Shah doesn't acknowledge that Rogers' support was crucial to passing climate legislation in the House, and he never mentions the real opponents of the bill or the myriad social and political forces that were allied against us. He claims that Rogers was “only involved in climate legislation efforts to make sure that new laws enrich his shareholders."

That's a simplistic view of a complicated figure. And if Shah is waiting for power bosses like Rogers to support legislation out of the goodness of their hearts, he's going to be waiting a long time. Altruism is not going to get this done. The whole point of climate legislation is to give polluters a reason to clean up — to create incentives for doing the right thing instead of the wrong thing. Fred Krupp never held any illusions that Rogers or other the members of USCAP were trying for sainthood. These companies fought for climate legislation because they saw it as vital to their long-term economic well-being. That’s the point.

Of course Duke's environmental record is mixed. My book lays out those facts in great detail. For Shah, that’s reason enough to shun Rogers. The title of his piece asks whether enviros should work with their “enemies”– and since Duke is not always on our side, he believes that makes it an enemy. That approach –“you’re either with us or you’re against us”– has failed us too often. It’s time we retired it for good. Environmentalists should not be an elite fraternity that refuses to consort with those who are less enlightened.
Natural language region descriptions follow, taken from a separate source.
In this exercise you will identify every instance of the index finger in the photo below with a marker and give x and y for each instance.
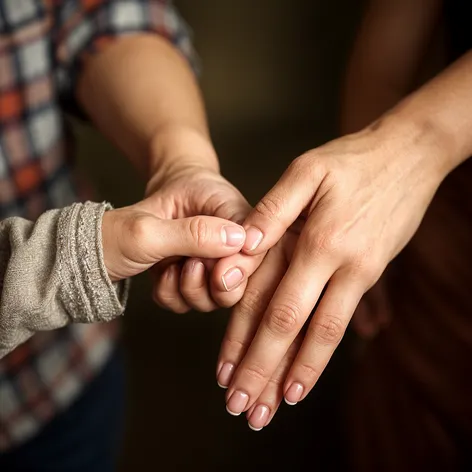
(288, 311)
(281, 206)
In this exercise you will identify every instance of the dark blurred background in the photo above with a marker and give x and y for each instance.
(272, 71)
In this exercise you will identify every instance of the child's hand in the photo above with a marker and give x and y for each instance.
(134, 239)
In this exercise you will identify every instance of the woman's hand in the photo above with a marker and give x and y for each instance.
(200, 282)
(362, 198)
(134, 240)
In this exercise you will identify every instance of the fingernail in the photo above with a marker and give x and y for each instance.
(253, 238)
(232, 278)
(233, 236)
(197, 269)
(225, 374)
(259, 417)
(237, 403)
(294, 394)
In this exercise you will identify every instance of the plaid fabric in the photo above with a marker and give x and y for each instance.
(43, 45)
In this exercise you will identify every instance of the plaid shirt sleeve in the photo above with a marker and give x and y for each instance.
(84, 27)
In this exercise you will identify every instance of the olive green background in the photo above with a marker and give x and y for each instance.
(271, 77)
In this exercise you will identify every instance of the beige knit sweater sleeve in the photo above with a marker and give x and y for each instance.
(52, 273)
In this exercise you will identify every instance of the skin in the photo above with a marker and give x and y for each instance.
(141, 93)
(361, 197)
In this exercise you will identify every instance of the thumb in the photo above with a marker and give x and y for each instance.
(198, 236)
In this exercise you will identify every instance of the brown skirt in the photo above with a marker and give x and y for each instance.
(410, 397)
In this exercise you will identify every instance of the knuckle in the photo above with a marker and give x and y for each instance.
(256, 372)
(327, 329)
(137, 227)
(308, 371)
(324, 241)
(283, 319)
(252, 303)
(199, 231)
(234, 346)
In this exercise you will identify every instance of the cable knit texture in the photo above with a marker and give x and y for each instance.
(52, 273)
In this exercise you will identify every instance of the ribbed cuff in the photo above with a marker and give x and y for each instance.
(88, 293)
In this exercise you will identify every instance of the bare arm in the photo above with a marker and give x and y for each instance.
(388, 49)
(141, 93)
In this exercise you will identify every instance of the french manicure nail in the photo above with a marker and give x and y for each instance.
(197, 269)
(294, 394)
(232, 278)
(253, 238)
(237, 403)
(225, 374)
(233, 236)
(259, 417)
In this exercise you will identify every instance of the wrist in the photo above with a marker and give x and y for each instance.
(177, 147)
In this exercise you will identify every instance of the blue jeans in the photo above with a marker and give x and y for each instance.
(84, 438)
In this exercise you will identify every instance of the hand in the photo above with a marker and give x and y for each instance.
(197, 282)
(363, 197)
(134, 240)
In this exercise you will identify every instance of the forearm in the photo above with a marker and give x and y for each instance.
(141, 93)
(435, 120)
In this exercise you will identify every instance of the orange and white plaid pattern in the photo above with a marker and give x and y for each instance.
(43, 45)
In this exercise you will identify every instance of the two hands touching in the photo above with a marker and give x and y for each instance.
(319, 239)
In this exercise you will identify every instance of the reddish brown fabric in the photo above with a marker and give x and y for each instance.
(410, 399)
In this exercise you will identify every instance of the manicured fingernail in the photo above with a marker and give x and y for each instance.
(225, 374)
(237, 403)
(196, 269)
(259, 417)
(253, 238)
(294, 394)
(232, 278)
(233, 236)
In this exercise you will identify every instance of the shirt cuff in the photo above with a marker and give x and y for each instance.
(88, 293)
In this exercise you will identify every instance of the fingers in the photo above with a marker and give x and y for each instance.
(264, 409)
(199, 236)
(323, 335)
(230, 275)
(288, 311)
(273, 215)
(246, 315)
(194, 286)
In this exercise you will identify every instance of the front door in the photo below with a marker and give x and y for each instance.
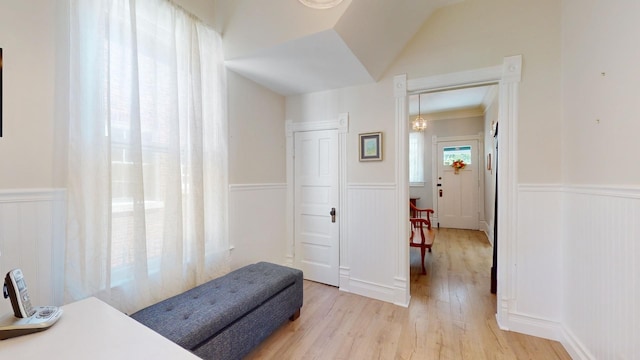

The people at EDF understand that. They deal with the world as it is, not as they wish it to be. That's why, when I decided to leave journalism and join the environmental movement, EDF is where I chose to hang my hat. I've been here less than a month, and in that time we've launched tough actions against American Electric Power, which is trying to delay new air pollution standards, and United and Continental airlines, which have been greenwashing while opposing common sense rules to reduce pollution. We're calling out corporations who delay progress while cooperating with those willing to clean up. We're interested in working with anyone who wants to march down the path to a clean energy future. But we never have, and never will, demand that they march in lockstep.